I'm interested in calculating the expected amplicon sizes of a primer set targetting V1-2 region of the 16S rRNA. Are the reference sequences extracted from the database by qiime feature-classifier extract-reads suitable for that purpose? The default minimum combined primer match identity threshold (0.8) is quite lenient compared to what's usually used in the in silico evaluation of universal primer sets, which allows no or a single non-3′-mismatch.
Yes, within Qiime 2, I think that the extract-reads command is great place to start. Once you run this, you could try changing the identity threshold. I also feel like 0.8 is low if you are not using degenerate primers, but you can always try several values.
You have probably found this already, but there are other tools outside of qiime. I haven’t used these, but they seem popular:
Thanks for pointing to the relevant resources to do that.
I wanted to denoise my pair-ended sequences using DADA2 with pooling=TURE, so I did it in R. One of the checkpoints in the DADA2 tutorial was to inspect the length of the merged sequences, excluding ones that deviate too much from the expected size range. This is why I wanted to know the expected amplicon sizes for the universal primer set I used.
While I was reading through the Github repo you linked, I also found a solution to my question. I'm posting it here in case someone else may find it useful.
Run digital PCR in TestPrimer. The SILVA database provides services on testing your primers. For the database, I chose SSU r132, non-redundant reference sequence collection (RefNR). The primer mismatches were set at two levels of stringency, allowing zero or one mismatch (length of 0-mismatch zone at 3' end: 5). When the searching is done, download the sequences by clicking Add sequences to cart.
Extract amplicon sequences in QIIME2. The downloaded sequences are full-length rRNA sequences. We can extract the amplicon sequences using the extract-reads command in QIIME2. For simplicity, I'll only show commands for the search with no mismatch.
2.1 Convert rRNA sequences to DNA by replacing all of the uraciles with thymines
sed -i 's/U/T/g' no_mismatch_silva132_fullLen.fasta
Interesting! So we expect the average amplicon to have a length just over 300.

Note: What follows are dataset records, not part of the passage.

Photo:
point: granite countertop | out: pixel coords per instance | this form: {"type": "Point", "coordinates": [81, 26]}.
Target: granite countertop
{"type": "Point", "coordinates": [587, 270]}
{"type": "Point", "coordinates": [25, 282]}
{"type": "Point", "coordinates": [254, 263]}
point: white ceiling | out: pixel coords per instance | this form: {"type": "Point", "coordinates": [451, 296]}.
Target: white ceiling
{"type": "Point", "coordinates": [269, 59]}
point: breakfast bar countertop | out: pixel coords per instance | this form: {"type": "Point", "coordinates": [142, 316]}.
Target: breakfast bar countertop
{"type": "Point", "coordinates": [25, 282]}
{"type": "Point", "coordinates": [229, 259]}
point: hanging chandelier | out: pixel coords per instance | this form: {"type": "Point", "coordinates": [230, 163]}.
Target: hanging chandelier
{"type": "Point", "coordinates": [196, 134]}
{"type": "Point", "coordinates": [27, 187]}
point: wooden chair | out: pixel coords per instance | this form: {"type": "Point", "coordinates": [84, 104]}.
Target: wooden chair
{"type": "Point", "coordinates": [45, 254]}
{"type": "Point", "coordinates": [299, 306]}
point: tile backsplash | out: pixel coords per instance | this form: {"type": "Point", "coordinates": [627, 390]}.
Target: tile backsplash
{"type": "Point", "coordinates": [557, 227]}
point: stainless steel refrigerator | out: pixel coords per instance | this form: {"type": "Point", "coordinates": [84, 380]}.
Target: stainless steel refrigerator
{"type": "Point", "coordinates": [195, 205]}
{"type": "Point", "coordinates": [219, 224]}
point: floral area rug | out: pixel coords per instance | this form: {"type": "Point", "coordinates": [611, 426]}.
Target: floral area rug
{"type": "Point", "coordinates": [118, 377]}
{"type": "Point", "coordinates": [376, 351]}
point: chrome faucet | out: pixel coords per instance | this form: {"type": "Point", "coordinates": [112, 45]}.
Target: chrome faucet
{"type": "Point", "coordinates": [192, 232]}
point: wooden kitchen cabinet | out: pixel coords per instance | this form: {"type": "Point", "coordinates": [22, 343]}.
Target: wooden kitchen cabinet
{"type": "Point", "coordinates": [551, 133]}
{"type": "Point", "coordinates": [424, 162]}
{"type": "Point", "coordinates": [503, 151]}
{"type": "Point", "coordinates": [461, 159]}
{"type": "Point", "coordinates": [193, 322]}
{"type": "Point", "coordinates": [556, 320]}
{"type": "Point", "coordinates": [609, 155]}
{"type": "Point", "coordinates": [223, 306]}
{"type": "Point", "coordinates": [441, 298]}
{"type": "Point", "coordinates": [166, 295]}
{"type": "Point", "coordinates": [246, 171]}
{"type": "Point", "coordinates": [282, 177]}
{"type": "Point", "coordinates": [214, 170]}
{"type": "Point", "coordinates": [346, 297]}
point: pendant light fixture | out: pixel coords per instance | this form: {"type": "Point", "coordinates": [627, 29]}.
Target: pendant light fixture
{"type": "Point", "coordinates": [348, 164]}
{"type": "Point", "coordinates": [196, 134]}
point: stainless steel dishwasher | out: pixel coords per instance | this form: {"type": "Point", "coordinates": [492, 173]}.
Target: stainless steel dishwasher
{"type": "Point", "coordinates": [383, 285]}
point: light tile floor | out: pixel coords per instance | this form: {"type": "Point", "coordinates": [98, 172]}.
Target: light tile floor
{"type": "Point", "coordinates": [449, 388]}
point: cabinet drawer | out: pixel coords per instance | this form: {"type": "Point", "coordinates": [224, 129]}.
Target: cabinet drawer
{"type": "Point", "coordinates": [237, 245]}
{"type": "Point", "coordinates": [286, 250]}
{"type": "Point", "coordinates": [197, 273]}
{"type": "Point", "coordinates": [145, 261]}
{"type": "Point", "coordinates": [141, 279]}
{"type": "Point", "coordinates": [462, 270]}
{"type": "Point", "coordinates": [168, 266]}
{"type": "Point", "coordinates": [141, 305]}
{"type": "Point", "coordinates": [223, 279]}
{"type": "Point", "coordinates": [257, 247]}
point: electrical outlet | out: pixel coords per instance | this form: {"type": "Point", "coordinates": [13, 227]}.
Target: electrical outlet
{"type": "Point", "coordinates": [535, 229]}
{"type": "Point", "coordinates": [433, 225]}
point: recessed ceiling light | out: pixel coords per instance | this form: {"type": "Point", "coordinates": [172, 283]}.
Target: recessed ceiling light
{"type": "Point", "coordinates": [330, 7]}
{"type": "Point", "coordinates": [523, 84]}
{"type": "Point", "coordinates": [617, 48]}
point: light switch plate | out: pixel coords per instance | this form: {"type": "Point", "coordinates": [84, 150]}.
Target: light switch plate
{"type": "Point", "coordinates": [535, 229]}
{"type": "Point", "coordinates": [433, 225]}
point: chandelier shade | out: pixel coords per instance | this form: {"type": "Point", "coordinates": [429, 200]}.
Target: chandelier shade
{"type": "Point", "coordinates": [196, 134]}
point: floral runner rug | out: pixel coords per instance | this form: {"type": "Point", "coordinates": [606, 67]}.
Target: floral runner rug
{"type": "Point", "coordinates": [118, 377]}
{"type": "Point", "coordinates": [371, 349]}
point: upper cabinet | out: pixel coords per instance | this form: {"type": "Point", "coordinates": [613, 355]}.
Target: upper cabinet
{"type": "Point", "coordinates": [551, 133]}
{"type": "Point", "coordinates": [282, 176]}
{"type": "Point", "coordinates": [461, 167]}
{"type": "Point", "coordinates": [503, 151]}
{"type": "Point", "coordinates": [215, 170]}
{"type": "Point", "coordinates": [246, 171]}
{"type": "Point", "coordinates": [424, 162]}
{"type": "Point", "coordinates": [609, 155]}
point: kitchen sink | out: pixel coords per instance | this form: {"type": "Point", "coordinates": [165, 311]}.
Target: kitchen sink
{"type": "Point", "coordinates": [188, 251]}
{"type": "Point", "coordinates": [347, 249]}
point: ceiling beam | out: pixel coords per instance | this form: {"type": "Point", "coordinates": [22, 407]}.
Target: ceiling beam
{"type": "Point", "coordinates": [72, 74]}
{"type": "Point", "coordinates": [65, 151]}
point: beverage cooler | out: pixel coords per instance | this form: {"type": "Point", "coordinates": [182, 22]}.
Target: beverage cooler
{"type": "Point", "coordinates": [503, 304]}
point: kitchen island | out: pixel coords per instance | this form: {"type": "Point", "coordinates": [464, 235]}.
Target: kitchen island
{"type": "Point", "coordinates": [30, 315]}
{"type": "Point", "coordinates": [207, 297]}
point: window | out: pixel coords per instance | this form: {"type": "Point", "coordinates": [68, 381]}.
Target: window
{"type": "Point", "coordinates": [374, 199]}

Are you using published primers? If so, you may have good look seeing what lengths other folks get with these same primers. The 805R and 533F 16S primers in the EMP protocol would imply 272 bp long reads, but if you are using the full EMP protocol these will consistently produce 250 and 251 bp sequences.
I think the biological observation will be more valuable than the primer search tools.
We're using the 27F(AGAGTTTGATCMTGGCTCAG) and 338R(GCWGCCWCCCGTAGGWGT) primer set, targetting the V1-2 region of the 16S rRNA. So, yes, we expect the average amplicon size to be somewhere around 310.
The majority of merged sequences are between 270 bp and 346 bp, with a long tail on the right reaching 488 bp at the end. This was also observed in the expected amplicon size distribution allowing no primer mismatch, so I think it's safe to not do any sequence length based filtering.
p.s.
The expected amplicon sizes calculated by allowing no mismatch, one non-3'-end mismatch or setting minimum combined primer match identity threshold (0.8) in QIIME2 are largely overlapped. So using the extracted-reads to calculate expected amplicon sizes is reliable.